Prompt diagnosis of HBV and HCV is essential to prevent the spread of infection to others in the community and to enable the infected individual to be linked to potentially life-saving care. POC and DBS tests are helping make rapid diagnosis of hepatitis and other viruses possible for more people, including those in resource-limited settings, where the hepatitis burden has been the greatest and broad-scale testing has the best chance of helping the WHO achieve its goal of hepatitis elimination.


1. World Health Organization (WHO). Combating hepatitis B and C to reach elimination by 2030. Advocacy brief. Published May 2016. Accessed June 19, 2019.

2. Chevaliez S, Pawlotsky JM. New virological tools for screening, diagnosis and monitoring of hepatitis B and C in resource-limited settings. J Hepatol. 2018;69(4):916-926.
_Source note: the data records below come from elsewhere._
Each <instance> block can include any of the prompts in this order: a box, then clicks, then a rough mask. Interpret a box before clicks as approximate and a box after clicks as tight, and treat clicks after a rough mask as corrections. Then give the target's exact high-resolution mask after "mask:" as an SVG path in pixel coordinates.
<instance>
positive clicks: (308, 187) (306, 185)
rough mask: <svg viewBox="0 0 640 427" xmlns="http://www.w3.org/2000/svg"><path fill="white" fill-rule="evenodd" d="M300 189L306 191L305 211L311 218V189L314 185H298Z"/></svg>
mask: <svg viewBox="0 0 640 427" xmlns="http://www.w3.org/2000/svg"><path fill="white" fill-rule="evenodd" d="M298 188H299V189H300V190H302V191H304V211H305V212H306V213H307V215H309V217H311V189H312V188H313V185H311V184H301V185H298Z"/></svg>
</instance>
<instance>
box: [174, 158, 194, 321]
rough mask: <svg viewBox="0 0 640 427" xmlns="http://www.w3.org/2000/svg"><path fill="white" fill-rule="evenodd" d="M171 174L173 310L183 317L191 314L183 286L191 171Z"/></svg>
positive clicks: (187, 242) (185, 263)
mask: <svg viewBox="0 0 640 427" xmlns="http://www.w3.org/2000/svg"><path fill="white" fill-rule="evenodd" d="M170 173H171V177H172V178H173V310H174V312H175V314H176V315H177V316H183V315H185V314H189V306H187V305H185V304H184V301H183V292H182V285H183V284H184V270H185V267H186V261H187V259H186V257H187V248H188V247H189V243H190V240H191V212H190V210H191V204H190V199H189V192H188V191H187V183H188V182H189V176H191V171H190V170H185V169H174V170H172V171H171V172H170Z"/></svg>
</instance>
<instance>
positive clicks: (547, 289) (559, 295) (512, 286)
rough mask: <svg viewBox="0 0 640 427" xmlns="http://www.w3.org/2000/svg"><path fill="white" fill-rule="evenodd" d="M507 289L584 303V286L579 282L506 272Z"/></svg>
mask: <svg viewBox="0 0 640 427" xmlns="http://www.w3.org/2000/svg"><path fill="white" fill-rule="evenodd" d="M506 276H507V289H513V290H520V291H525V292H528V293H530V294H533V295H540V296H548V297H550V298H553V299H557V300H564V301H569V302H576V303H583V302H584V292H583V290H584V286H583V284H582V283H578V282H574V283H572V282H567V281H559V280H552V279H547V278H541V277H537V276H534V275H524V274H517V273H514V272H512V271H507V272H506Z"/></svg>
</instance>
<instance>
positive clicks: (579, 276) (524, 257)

3. Peeling RW, Boeras DI, Marinucci F, Easterbrook P. The future of viral hepatitis testing: innovations in testing technologies and approaches. BMC Infect Dis. 2017;17(Suppl 1):699.

4. Polaris Observatory Collaborators. Global prevalence, treatment, and prevention of hepatitis B virus infection in 2016: a modelling study. Lancet Gastroenterol Hepatol. 2018;3(6):383-403.

5. Polaris Observatory HCV Collaborators. Global prevalence and genotype distribution of hepatitis C virus infection in 2015: a modelling study. Lancet Gastroenterol Hepatol. 2017;2(3):161-176.

6. Emory University. What is Rapid Diagnostic Test (RDT)? Accessed June 19, 2019.

7. Amini A, Varsaneux O, Kelly H, et al. Diagnostic accuracy of tests to detect hepatitis B surface antigen: a systematic review of the literature and meta-analysis. BMC Infect Dis. 2017;17(Suppl 1):698.

8. Tang W, Chen W, Amini A, et al. Diagnostic accuracy of tests to detect hepatitis C antibody: a meta-analysis and review of the literature. BMC Infect Dis. 2017;17(Suppl 1):695.

9. Gao F, Talbot EA, Loring CH, et al. Performance of the OraQuick HCV rapid antibody test for screening exposed patients in a hepatitis C outbreak investigation. J Clin Microbiol. 2014;52(7):2650-2652.

10. van Loo IHM, Dukers-Muijrers NHTM, Heuts R, van der Sande MAB, Hoebe CJPA. Screening for HIV, hepatitis B and syphilis on dried blood spots: a promising method to better reach hidden high-risk populations with self-collected sampling. PLoS One. 2017;12(10):e0186722.